Federal Reserve Script for AIG Counterparty Discussions

Released by the Congressional Oversight Panel

  • 1 page
  • Restricted F.R.
  • Confidential
  • 2008


We have asked to meet with you in order to give you an opportunity to substantially reduce your counterparty exposure to AIG and assist in promoting the long-term viability of the company as an ongoing concern. As evidenced by recent government actions, the viability of AIG is an important policy objective given the firm’s systemic importance. As we are sure you can appreciate, a collapse of AIG over the weekend of September 13th and 14th following so closely after the collapse of Lehman Brothers would have jeopardized the financial system in general, and your financial institution in particular, given your firm’s exposure to AIG at the time. Indeed, notwithstanding unprecedented governmental action, there has been a dramatic increase in AIG’s CDS spreads, which highlights the significant economic costs that would have been bourn by AIG’s counterparties had the government not intervened and the sizable counterparty exposure that your firm continues to retain with AIG. For these reasons, it is clear to us that we have a common objective in ensuring the firm’s long-term viability. With these points in mind, we would propose that you make us a compelling offer to unwind all your outstanding CDS contracts with AIG referencing ABS CDOs in exchange for the purchase of the underlying CDOs (where the assets are available) at a percentage of the notional amount for the CDS. Of course, we are open to other proposals you might have that would lead to a final resolution of this complex portfolio and therefore satisfy our common objectives.

Consistent with the economics of the underlying transactions, we recognize that factors such as the replacement costs of the transactions, funding costs of the underlying CDO, collateral posted, and associated credit valuation adjustments should influence your assessments of value. In our view, these assessments should also reflect the cost of the considerable direct and indirect benefits counterparties have derived from the Federal Reserve’s support of AIG and market stability more broadly.

We are seeking your participation as well as the participation of other CDS counterparties.
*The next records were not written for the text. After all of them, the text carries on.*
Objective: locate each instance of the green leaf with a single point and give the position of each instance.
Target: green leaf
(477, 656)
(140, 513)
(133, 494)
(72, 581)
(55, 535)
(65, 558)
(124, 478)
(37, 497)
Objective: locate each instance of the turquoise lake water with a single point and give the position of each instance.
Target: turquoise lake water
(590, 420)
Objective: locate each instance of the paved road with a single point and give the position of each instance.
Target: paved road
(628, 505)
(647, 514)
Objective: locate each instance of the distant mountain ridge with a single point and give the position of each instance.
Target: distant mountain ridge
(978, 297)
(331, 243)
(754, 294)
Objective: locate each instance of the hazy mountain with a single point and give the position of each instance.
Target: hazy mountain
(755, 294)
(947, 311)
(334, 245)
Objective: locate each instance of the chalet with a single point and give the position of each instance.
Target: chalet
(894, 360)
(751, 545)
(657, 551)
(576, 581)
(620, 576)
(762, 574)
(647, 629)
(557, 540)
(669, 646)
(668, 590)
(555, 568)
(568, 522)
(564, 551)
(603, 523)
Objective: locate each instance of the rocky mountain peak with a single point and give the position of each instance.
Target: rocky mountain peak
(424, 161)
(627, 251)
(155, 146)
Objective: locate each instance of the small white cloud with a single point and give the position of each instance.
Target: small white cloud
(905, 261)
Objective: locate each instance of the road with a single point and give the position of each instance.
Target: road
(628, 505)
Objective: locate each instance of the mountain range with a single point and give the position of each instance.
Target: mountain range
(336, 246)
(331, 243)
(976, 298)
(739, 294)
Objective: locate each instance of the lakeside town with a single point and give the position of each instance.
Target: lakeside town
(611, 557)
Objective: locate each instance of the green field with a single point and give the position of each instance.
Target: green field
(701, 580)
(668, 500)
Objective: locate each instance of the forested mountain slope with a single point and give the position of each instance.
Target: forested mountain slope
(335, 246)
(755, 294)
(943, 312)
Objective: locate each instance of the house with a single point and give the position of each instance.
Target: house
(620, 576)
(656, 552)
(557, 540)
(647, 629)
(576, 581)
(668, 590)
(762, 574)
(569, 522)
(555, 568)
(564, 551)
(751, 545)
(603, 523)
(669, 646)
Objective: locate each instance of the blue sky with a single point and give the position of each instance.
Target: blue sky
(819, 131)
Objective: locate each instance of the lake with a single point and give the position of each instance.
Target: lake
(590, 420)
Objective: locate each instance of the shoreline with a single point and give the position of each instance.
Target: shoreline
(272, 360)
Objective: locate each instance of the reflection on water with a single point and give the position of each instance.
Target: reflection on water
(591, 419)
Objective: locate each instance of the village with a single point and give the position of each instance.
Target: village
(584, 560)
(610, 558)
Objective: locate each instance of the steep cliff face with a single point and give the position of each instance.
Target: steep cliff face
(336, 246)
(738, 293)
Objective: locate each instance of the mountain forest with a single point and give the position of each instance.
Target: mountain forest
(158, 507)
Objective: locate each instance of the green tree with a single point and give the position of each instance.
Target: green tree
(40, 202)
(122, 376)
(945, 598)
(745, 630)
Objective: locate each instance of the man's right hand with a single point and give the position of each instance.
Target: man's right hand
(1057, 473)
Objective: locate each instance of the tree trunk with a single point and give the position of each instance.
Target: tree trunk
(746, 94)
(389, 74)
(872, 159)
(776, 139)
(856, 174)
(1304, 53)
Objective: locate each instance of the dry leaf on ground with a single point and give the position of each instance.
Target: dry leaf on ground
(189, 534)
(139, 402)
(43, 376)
Of course, participation is entirely voluntary; should you decide to participate we would propose to proceed as follows:

1. Please provide us with contact names so that our representatives can confirm trade details such as cusips, notional amounts, collateral posted, etc.

2. Please indicate a price, in terms of a total cash amount equal to a percentage of the notional amount of the CDS Transactions in exchange for canceling the CDS Transactions and transferring the assets underlying the CDS to the Federal Reserve.

3. We will evaluate that offer and reply with a response.